Because of the strong relationship between phase and LIWC scores, phase can be predicted from a LIWC profile. We took a random subset of the data, about two-thirds of the total sample, and used it to train a statistical classifier to predict phase from the category scores. Next, we tested this classifier with the remaining cases. For phase 1 and 2 texts, this classifier correctly inferred phase from LIWC scores in about 80% of cases. Phase 3 texts, however, confused the classifier. This tells us that LIWC profiles of phase 1 and phase 2 text follow a distinctive pattern, but that the profile of phase 3 text is less clear.

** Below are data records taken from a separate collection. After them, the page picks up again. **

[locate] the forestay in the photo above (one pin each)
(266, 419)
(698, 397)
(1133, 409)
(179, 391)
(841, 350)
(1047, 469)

This appears to be directly related to the specifity of the instructions.
Now that we appear to have at least a partial measure of treatment compliance, we can ask whether differences in compliance relate to differences in outcome. And the short answer to that question is: “yes, but not very convincingly”. In most cases, we were unable to show statistical relationships between pre/post difference scores and LIWC scores. We found five weak relationships, and only two strong effects. Outcome appeared to better for clients who used more positive emotion words, and better for clients who varied the use of negative emotion words. Still, the effects explained only a very small part of the variance in outcome. Note that we used a liberal critical alpha and that we did not correct p-values for multiple testing. With Bonferroni corrections, we would have to conclude that there was no relationship between the LIWC scores and outcome.
Exploratively, we compared 25 clients with a very good outcome to 25 clients who did not change at all. The average difference score on the impact of event scale was 53 in the first group, and zero in the second. The advantage of this approach is that effects, if present, would show up more clearly. Another advantage is that it allows visual inspection of the differences. The difference were tiny, but if we zoom in, we see that the effects appear to confirm that better compliance is associated with better outcome. In the graphs, the black lines represent treatment responders, and the red lines the non-responders. Overall, however, the statistical analyses confirmed the results obtained in the full sample. Again, we found only a few small, marginally significant, relationships between LIWC scores and outcome.
To sum up: we found that LIWC mirrors instructions and the intended therapeutic effects. LIWC scores tell us that treatment compliance was good. Surprisingly, however, compliance as measured by LIWC was unrelated to treatment outcome. As a next step, we will use more probabilistic approaches to computerized text analysis. Recently, pennebaker used a technique called latent semantic analysis to predict outcome, and with this technique outcome was predicted much better than with LIWC. We will certainly try to replicate his findings in this sample, and will keep you posted on the results.